I mean just having a cancellation token parameter. I think [LongRunning] (etc) shouldn't be necessary in that case.

Personally, I would expect the CancellationToken passed as a parameter to be triggered if/when the timeout expires. I would find it counterintuitive for the presence of a CancellationToken parameter to override the default timeout behaviour to be infinite. Apologies if I have misunderstood your proposal.

bill-poole avatar Jul 06 '22 18:07 bill-poole

What you're suggesting sounds fine to me, too.

ReubenBond avatar Jul 06 '22 18:07 ReubenBond

We've moved this issue to the Backlog. This means that it is not going to be worked on for the coming release. We review items in the backlog at the end of each milestone/release and depending on the team's priority we may reconsider this issue for the following milestone.

ghost avatar Jul 28 '22 23:07 ghost

Note that gRPC provides a heartbeating mechanism. This would be another benefit of Orleans using gRPC for all grain-to-grain communication (using whatever serializer is configured - it doesn't have to be Protobuf) as I proposed here.

bill-poole avatar Jul 29 '22 15:07 bill-poole

I like [LongRunning] and leaving everything the same.

I'd like to see an overload for [LongRunning(Timeout="00:02:00"] to allow for setting timeout on individual grain method.

Also, a mechanism to set how often a heartbeat should happen before it's killed: [LongRunning(Timeout="01:00:00", HeartbeatInterval="00:00:30" ].

ElanHasson avatar Aug 12 '22 20:08 ElanHasson

Manually implementing polling is tricky and error-prone. Polling introduces an (arbitrarily chosen) heartbeat delay, which reduces responsiveness. Depending on the chosen delay and the actual elapsed time of the method, polling also introduces overhead which may be non-negligible.

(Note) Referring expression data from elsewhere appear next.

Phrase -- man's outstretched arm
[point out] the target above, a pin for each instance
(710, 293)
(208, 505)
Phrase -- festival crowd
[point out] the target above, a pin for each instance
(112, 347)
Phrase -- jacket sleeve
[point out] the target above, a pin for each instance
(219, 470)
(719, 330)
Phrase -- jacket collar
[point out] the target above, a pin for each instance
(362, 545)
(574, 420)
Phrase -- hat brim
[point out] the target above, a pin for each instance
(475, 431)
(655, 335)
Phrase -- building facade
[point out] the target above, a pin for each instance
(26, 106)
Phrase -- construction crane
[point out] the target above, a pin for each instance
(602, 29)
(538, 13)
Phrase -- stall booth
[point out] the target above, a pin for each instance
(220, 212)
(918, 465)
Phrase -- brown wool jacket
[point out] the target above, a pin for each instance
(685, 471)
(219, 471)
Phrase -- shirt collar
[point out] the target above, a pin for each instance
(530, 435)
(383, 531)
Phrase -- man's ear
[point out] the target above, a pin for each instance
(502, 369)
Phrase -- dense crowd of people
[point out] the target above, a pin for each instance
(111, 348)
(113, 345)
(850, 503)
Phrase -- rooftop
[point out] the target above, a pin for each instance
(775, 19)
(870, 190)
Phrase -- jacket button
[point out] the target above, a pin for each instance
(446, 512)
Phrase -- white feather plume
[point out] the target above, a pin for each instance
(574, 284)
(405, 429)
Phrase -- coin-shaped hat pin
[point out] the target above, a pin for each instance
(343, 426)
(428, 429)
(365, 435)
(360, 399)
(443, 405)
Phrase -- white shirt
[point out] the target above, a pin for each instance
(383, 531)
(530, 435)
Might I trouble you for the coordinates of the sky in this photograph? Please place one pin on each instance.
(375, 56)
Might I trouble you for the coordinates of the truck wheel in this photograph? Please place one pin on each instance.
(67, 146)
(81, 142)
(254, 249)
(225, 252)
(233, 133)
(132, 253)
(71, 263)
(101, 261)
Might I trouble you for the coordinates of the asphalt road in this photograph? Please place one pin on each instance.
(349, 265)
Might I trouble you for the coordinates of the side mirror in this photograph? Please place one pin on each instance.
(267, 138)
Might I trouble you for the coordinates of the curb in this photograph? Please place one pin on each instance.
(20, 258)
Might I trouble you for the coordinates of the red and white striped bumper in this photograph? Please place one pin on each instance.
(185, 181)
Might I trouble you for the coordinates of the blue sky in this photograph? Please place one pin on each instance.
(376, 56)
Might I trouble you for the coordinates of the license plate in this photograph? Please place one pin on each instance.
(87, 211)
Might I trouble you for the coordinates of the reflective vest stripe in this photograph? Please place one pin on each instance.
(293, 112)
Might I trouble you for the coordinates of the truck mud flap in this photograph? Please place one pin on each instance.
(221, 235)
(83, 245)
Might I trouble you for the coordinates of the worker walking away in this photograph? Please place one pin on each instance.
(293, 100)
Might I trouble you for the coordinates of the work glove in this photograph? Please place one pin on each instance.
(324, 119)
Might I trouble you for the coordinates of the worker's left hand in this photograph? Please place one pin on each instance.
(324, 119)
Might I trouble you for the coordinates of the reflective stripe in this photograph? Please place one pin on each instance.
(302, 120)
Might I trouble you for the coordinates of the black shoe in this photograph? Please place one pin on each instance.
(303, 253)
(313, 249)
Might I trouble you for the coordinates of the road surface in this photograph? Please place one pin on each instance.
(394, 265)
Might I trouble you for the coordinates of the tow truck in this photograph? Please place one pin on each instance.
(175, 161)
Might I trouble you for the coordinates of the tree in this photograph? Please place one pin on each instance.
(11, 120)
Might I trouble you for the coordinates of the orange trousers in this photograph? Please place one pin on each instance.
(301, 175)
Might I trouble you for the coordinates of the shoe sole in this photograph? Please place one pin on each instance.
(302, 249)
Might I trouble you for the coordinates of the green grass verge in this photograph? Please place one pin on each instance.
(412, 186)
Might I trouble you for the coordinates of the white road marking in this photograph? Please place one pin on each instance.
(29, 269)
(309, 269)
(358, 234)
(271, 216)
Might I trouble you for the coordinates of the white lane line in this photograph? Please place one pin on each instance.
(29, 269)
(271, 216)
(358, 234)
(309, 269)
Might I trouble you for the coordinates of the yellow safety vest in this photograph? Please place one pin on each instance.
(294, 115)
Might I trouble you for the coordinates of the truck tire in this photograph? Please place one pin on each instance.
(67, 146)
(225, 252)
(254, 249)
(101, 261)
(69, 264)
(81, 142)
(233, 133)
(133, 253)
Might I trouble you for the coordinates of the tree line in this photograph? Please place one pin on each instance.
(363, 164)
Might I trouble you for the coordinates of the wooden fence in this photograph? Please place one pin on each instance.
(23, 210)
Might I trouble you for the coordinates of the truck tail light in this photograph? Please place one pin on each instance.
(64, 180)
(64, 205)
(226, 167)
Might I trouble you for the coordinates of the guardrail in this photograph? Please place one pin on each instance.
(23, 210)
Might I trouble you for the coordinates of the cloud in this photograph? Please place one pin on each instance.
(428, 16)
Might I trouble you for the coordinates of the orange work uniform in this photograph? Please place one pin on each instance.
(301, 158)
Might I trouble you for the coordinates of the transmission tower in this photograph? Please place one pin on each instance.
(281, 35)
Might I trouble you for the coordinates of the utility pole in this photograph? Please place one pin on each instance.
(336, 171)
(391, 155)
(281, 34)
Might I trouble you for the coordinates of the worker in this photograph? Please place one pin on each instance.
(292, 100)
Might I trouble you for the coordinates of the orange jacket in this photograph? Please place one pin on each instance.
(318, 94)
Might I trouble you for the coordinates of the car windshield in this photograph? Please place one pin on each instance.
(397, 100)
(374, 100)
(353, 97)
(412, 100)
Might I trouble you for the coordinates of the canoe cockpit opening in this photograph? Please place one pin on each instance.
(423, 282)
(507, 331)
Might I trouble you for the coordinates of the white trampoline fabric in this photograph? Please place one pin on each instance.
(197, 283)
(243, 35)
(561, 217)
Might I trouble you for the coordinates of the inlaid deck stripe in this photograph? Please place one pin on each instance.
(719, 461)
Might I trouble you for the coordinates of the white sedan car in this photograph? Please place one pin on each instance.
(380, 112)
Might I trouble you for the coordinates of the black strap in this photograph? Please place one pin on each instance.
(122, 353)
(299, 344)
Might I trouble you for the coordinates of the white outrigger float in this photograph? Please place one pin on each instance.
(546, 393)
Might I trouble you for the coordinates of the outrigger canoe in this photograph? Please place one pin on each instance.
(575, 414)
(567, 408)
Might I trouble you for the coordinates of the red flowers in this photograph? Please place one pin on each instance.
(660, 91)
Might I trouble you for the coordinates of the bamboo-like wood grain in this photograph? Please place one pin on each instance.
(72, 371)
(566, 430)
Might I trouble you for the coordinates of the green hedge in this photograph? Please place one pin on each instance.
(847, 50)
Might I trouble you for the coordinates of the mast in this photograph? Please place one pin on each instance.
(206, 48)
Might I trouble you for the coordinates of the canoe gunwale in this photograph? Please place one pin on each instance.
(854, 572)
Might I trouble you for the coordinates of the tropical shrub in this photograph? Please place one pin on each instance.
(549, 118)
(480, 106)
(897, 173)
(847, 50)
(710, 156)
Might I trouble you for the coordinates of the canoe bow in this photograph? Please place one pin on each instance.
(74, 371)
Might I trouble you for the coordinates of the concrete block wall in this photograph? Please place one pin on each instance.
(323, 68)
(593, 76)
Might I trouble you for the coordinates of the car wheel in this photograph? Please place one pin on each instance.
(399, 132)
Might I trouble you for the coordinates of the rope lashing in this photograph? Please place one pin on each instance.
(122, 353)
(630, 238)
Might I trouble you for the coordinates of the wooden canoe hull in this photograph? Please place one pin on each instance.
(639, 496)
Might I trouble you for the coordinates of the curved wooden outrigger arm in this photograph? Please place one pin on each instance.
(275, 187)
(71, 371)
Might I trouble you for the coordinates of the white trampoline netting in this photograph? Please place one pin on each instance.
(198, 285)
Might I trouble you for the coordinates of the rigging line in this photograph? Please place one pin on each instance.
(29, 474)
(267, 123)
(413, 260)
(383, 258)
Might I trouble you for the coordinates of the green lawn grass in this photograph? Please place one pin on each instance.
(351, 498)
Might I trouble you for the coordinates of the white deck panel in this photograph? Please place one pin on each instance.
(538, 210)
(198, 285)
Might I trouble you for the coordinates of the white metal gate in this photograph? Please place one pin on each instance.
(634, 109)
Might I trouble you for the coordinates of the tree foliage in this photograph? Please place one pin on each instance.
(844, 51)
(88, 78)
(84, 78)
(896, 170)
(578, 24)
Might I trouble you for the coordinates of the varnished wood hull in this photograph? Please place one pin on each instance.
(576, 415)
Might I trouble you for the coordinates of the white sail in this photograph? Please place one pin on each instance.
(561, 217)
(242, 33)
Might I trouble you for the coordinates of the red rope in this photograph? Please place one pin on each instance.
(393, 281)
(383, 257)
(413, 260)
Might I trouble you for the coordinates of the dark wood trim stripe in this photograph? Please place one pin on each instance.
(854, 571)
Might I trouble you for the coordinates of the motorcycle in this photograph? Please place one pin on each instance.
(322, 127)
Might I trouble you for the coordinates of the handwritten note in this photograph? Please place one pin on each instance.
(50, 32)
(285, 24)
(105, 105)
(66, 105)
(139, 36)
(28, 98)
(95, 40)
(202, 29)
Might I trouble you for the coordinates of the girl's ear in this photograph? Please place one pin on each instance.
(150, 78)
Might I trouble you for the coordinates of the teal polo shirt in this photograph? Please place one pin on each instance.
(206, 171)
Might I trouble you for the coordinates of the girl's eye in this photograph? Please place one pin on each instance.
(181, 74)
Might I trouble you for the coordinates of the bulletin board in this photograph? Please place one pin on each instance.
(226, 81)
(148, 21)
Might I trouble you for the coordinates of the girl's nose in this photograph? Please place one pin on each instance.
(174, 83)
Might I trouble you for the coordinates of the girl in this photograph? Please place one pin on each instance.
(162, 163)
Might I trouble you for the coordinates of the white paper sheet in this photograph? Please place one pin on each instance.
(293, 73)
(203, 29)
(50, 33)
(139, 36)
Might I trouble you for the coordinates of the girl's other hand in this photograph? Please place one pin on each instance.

In high traffic scenarios, it might turn detrimental.

Extending the timeout for individual methods (e.g. [LongRunning]) is a small improvement, but the overridden timeout is still an arbitrary choice, which I don't like.

I used to prefer the idea of a grain callback, and had this implemented straight-forwardly in a grain-to-grain scenario. However, I now find I need to support client-to-grain calls as well, where a callback seems impossible (?).

My counter-proposal is to add support for IAsyncEnumerable<T> as the grain method result type, and leverage this for long-running methods. (#6504 #7830)

A long-running grain method may then periodically (at, say, half the timeout span) yield return a T which indicates that processing is still running, and, importantly, resets the timeout timer. The final T is the end result. An exception must be propagated naturally. (The interpretation of T is part of the grain contract - it can even include progress information or partial results.)

Supporting IAsyncEnumerable<T> obviously also enables a host of other lightweight streaming scenarios (like GRPC, and without the need for an expensive streaming backend).